Architecture

Schema-on-Read vs Schema-on-Write at the API Edge

Ravinder·September 3, 2025·10 min read

ArchitectureAPI DesignSchemaProtobufJSON Schema

Schema-on-Read vs Schema-on-Write at the API Edge

The Validation Decision Nobody Makes Explicitly

Every API has a schema. The question is not whether you have one — it is whether you enforce it at write time, at read time, both, or neither. Most teams stumble into an answer by accident: they add a JSON Schema validator to the intake endpoint and call it done, or they skip runtime validation entirely and trust their TypeScript types. Neither is obviously wrong. Both carry hidden costs that compound over years.

Schema-on-write means: reject bad data before it enters the system. Schema-on-read means: accept whatever arrives, interpret it at consumption time. These two stances produce radically different systems. Getting this decision wrong shows up in outages, migration pain, and the kind of technical debt that takes quarters to unpick.

This post is opinionated. I will tell you when each approach wins, when Protobuf changes the calculus entirely, and why the real answer for most production APIs is a layered strategy that uses both — in the right places.

What Schema-on-Write Actually Buys You

Schema-on-write rejects invalid payloads at the point of ingestion. The producer learns immediately that their data is wrong. Nothing malformed reaches your storage, your queues, or your downstream consumers.

// JSON Schema validation at the API edge — write time
import Ajv from "ajv";
import addFormats from "ajv-formats";
 
const ajv = new Ajv({ allErrors: true, coerceTypes: false });
addFormats(ajv);
 
const orderSchema = {
  type: "object",
  required: ["orderId", "customerId", "items", "createdAt"],
  additionalProperties: false,
  properties: {
    orderId:    { type: "string", format: "uuid" },
    customerId: { type: "string", minLength: 1 },
    items: {
      type: "array",
      minItems: 1,
      items: {
        type: "object",
        required: ["sku", "quantity", "unitPriceCents"],
        properties: {
          sku:            { type: "string" },
          quantity:       { type: "integer", minimum: 1 },
          unitPriceCents: { type: "integer", minimum: 0 }
        }
      }
    },
    createdAt: { type: "string", format: "date-time" }
  }
};
 
const validate = ajv.compile(orderSchema);
 
function ingestOrder(payload: unknown) {
  const valid = validate(payload);
  if (!valid) {
    throw new ValidationError(validate.errors!);
  }
  return storeOrder(payload as Order);
}

The advantage is containment. Your storage layer only ever sees well-formed data. Your downstream consumers can skip defensive null-checks on fields they know the schema enforces. Debugging is fast: the error surface is at the boundary, not somewhere deep in a pipeline six hours later.

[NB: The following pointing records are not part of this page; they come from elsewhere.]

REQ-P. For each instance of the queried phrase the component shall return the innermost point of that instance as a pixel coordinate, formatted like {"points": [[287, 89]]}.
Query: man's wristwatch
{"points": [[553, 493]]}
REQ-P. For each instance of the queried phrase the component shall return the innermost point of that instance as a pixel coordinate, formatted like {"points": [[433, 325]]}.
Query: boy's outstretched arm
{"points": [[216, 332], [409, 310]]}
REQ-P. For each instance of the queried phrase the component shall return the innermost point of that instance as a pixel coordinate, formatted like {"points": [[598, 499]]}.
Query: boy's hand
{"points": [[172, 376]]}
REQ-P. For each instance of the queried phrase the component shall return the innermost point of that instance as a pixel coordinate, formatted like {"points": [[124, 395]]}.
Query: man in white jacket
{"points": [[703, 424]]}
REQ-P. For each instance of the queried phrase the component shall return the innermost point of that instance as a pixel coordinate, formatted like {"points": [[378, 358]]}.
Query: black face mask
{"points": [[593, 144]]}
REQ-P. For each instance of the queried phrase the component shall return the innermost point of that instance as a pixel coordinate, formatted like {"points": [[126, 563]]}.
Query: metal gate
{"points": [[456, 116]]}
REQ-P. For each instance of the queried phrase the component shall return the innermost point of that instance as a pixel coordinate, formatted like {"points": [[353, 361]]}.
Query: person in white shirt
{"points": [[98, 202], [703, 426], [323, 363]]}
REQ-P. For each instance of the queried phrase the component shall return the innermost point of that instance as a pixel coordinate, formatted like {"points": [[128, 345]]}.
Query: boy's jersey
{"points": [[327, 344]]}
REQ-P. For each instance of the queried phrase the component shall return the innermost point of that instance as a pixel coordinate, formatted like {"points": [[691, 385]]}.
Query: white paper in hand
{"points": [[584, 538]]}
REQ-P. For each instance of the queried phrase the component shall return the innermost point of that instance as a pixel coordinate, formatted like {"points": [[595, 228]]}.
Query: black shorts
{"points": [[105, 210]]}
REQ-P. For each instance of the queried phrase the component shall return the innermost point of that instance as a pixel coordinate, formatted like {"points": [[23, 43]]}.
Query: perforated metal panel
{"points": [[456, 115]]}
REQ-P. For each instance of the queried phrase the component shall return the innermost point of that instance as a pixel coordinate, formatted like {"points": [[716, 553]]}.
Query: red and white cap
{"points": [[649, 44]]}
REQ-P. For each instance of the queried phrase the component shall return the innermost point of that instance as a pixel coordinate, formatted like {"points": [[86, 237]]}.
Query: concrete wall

The cost is rigidity. Every schema change that tightens constraints becomes a coordinated deployment. Add a required field? Every producer must update before you deploy. Make a field more restrictive? You may silently break producers sending previously-valid values.

Schema-on-write works best when:

You own both producer and consumer (internal APIs, platform APIs)
Data enters from a small, controllable set of clients
Downstream processing is expensive and bad data would cascade

When Schema-on-Read Makes More Sense

Schema-on-read stores data as-is and applies interpretation at consumption time. It is the model that powers data lakes, event streams, and most analytics pipelines. It also appears at API edges more than people admit — any API that stores raw JSON blobs and projects views on top is doing schema-on-read.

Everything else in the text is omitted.